Gouvernement fantoche ?
Le président de la république a également appelé tous les acteurs de l’appareil d’État à «respecter la loi, notamment le devoir de réserve, en tant que fonctionnaires, quel que soit leur degré de responsabilité», appelant certains de ces responsables, sans les nommer, à «cesser de danser sur les cordes, à l’intérieur de l’administration et dans ses nombreuses structures».

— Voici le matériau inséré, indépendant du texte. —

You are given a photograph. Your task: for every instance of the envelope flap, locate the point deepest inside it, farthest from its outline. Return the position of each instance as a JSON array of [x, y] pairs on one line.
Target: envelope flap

«Les dépassements de certains ne seront jamais acceptées et ceux qui œuvrent à contrer ce processus doivent en assumer les conséquences», a enfin averti le président de la république, comme pour rappeler aux membres du gouvernement qu’il est le seul à décider des grands choix de l’Etat et, surtout, à les exprimer. Ce qui, on l’imagine, va avoir des conséquences sur la crédibilité même du gouvernement que préside Mme Bouden, surtout au regard des partenaires étrangers qui s’interrogeront, à juste titre, sur la valeur qu’ils pourront accorder à l’avenir à sa signature et à ses engagements.